Miami has been ranked as the world’s most at-risk housing market according to the Global Real Estate Bubble Index 2025 released by UBS, with a bubble risk score of 1.73 that exceeds the 1.5 threshold signaling high risk. The ranking places Miami ahead of other overheated markets including Los Angeles, Toronto, San Francisco and New York. Florida’s largest metropolitan area now faces unprecedented housing market conditions that surpass even the dangerous levels seen before the 2006 financial crisis.
“Over the past 15 years, Miami has posted the strongest inflation-adjusted housing appreciation among all cities in the study,” UBS wrote in its report. The Swiss bank’s analysis tracks critical metrics including price-to-income ratios, price-to-rent ratios, construction activity and mortgage rates across global markets. Affordability for buyers in Miami has plummeted to near record lows while home prices continue to diverge sharply from rental costs.

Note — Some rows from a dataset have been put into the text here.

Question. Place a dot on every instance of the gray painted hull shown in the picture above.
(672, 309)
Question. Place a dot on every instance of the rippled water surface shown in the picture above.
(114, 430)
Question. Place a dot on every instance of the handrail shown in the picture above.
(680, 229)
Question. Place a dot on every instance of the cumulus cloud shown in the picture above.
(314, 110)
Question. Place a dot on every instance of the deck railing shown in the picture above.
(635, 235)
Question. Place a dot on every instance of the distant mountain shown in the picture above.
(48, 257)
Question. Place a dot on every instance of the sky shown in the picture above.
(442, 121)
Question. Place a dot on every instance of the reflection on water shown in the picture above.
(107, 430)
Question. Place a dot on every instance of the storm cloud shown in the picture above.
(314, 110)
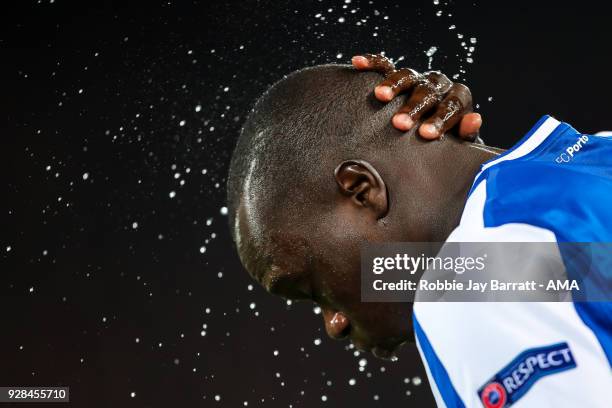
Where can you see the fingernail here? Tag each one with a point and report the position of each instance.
(384, 92)
(428, 130)
(403, 121)
(358, 59)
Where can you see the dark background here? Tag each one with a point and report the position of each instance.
(103, 285)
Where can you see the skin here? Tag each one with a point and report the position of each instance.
(416, 193)
(452, 101)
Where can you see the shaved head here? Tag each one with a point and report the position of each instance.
(317, 171)
(294, 136)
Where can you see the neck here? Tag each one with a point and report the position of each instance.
(459, 175)
(435, 179)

“The current price-to-rent ratio has surpassed even the extremes of the 2006 property bubble, signaling a high bubble risk,” UBS stated in its findings. The 2006 housing bubble collapse wiped out trillions in household wealth, triggered widespread foreclosures and sparked the worst financial crisis since the Great Depression. Miami’s current price-to-rent metrics now exceed those dangerous pre-crisis levels, raising alarm bells among economists and real estate analysts.
Florida’s housing market experienced explosive growth during the pandemic as Americans relocated to the state seeking warmer weather, lower taxes and expanded living space. The state’s lack of income tax continues attracting high-net-worth individuals from across the United States, particularly to Miami’s coastal areas. However, this influx has created unsustainable price pressures that now threaten market stability.

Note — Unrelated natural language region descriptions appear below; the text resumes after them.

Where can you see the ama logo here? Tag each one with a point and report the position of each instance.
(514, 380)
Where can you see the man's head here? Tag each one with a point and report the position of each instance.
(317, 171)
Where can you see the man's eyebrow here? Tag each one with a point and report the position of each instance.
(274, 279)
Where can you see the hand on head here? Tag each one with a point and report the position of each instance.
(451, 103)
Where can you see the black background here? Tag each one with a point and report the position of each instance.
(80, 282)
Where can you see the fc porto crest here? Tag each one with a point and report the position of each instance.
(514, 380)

Miami’s housing inventory has climbed back to near pre-pandemic levels, creating additional market pressures alongside regulatory changes forcing condominium associations to address decades of deferred maintenance. These regulatory requirements are saddling property owners with hefty repair bills, adding financial strain to an already stretched market. The combination of increased supply and mounting ownership costs is prompting more property owners to sell.
Insurance premiums are surging throughout South Florida, driven by mounting environmental risks including flooding and hurricanes that have become increasingly frequent and severe. These escalating insurance costs, combined with rising maintenance expenses and property taxes, are creating a perfect storm of financial pressures on Miami homeowners. The cumulative effect of these factors is adding significant downward pressure on the housing market.

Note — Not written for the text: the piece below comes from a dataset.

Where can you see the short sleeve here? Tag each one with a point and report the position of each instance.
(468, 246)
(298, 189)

Despite broader market concerns, Miami’s luxury real estate segment continues attracting billionaire investors drawn to the area’s coastal appeal and Florida’s favorable tax environment. The state’s absence of income tax remains a powerful draw for wealthy individuals relocating from high-tax states. However, this high-end activity represents only a small fraction of the overall market and cannot offset broader affordability challenges facing typical homebuyers.
The UBS Global Real Estate Bubble Index methodology examines multiple economic indicators to assess bubble risk across major metropolitan areas worldwide. Markets scoring above 1.5 are considered at high risk for significant price corrections, while scores above 2.0 indicate extreme bubble conditions. Miami’s 1.73 score places it firmly in dangerous territory, suggesting substantial downside risk for property values.
Real estate experts are closely monitoring Miami’s market conditions as potential indicators for broader Florida housing trends, given the city’s role as a bellwether for statewide property values. The next quarterly housing data release is expected in April, which will provide updated metrics on price trends, inventory levels and sales activity across Miami-Dade County.